I tried the Camco brand and it did not work.


----------



## StinkBait (May 31, 2004)

Try Totally Awesome or Simple Green. Be careful with the Awesome, it is strong stuff.
Check out www.rv.net tons of posts on cleaners

http://www.rv.net/forum/index.cfm/fuseaction/thread/tid/23943127/print/true.cfm


----------



## cobrayakker (Mar 23, 2006)

U40. Can be used for everything on your Rv. Dealer gave some with Rv purchase. Most Rv suppliers have it.


----------



## Hookem-Guy81 (Apr 3, 2013)

Thetford Black Streak Remover. Can get at Camping World or other RV Parts stores.


----------



## lx22f/c (Jun 19, 2009)

Grinder..... Lol
Jk x2 on L A Awesome you can get it at the dollar store. 
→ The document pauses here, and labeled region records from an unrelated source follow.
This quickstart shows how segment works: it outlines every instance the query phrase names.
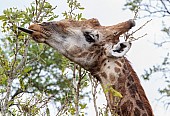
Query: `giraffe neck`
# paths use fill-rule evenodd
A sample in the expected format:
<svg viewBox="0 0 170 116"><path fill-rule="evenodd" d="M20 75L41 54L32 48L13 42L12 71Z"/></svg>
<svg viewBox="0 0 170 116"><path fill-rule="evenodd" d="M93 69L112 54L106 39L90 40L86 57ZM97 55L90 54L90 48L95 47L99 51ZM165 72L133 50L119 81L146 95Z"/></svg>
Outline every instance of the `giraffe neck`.
<svg viewBox="0 0 170 116"><path fill-rule="evenodd" d="M122 98L115 97L113 91L105 93L112 114L120 116L153 116L152 108L140 81L126 58L108 58L101 64L100 71L94 76L101 82L103 89L119 91ZM119 101L118 105L116 105Z"/></svg>

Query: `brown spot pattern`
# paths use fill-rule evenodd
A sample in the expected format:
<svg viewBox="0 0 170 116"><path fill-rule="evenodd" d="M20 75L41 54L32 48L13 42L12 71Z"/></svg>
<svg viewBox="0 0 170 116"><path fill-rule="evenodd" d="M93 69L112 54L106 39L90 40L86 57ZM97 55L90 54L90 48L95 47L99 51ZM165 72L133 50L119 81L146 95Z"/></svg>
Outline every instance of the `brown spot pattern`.
<svg viewBox="0 0 170 116"><path fill-rule="evenodd" d="M133 103L128 100L121 106L121 114L120 116L131 116L132 113Z"/></svg>
<svg viewBox="0 0 170 116"><path fill-rule="evenodd" d="M111 82L115 81L115 77L114 77L114 75L112 73L109 74L109 78L110 78Z"/></svg>
<svg viewBox="0 0 170 116"><path fill-rule="evenodd" d="M134 116L140 116L140 111L137 108L135 108Z"/></svg>
<svg viewBox="0 0 170 116"><path fill-rule="evenodd" d="M140 109L144 110L144 107L143 107L144 104L143 104L140 100L136 100L136 105L137 105Z"/></svg>
<svg viewBox="0 0 170 116"><path fill-rule="evenodd" d="M102 73L101 73L101 76L104 77L105 79L107 79L107 75L106 75L105 72L102 72Z"/></svg>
Cast your burden on the Lord, and He shall sustain You;


----------



## sixshootertexan (Nov 27, 2006)

I got Simple Green so I'll give that a try. If it doesn't work Dollar General is on the corner, I'll see if they have the TA.


----------



## glampers (May 29, 2013)

Hookem-Guy81 said:


> Whoa on the acetone. I am not joking when I say we used "Black Streak Remover". I don't have any black streaks right now anywhere because I keep my camper in closed storage and haul it to and from when camping. I have used the Black Streak Remover on my RVs outside Fiberglass skin, and on Aluminum outside skin on the Horse Trailer, and on other things around the house. Now on a RV rubber roof I use Dicor cleaner and Dicor conditioner and only Dicor! I do it every 6 months and my roof is cleaner than the day I got it put on. Also, the outside skin on RVs and around Windows and doors where there is rubber and caulk just need a good mild cleaner after removing black streaks and also the fiberglass needs to be buffed and lightly waxed yearly to keep it from fading. Acetone would damage your paint and some of the caulk and rubber etc. I can't remember who makes "Black Streak Remover", but most RV parts stores sell it.


. listen to this guy.

Also the little gutters that run along the roof that drain the rain water and the ac water if you put a clothes pin at the end of the gutter drain it will make the water drip further away from the trailer so you don't get streaks there too.


----------



## easoutdoors (Jun 4, 2004)

*cleaner*

I used oxy clean and tide. Seemed to work


----------



## Thepartsguy50 (Jun 2, 2009)

i have some black streak remover here at work that i sell to remove the streaks that black bow rollers leave will that work?


----------



## wisslbritches (May 27, 2004)

lx22f/c said:


> Grinder..... Lol
> Jk x2 on L A Awesome you can get it at the dollar store.
> 
> Cast your burden on the Lord, and He shall sustain You;


x3 on the Awesome....or so I've been told by a few full time RV'rs. They said they get theirs at Dollar Tree.


----------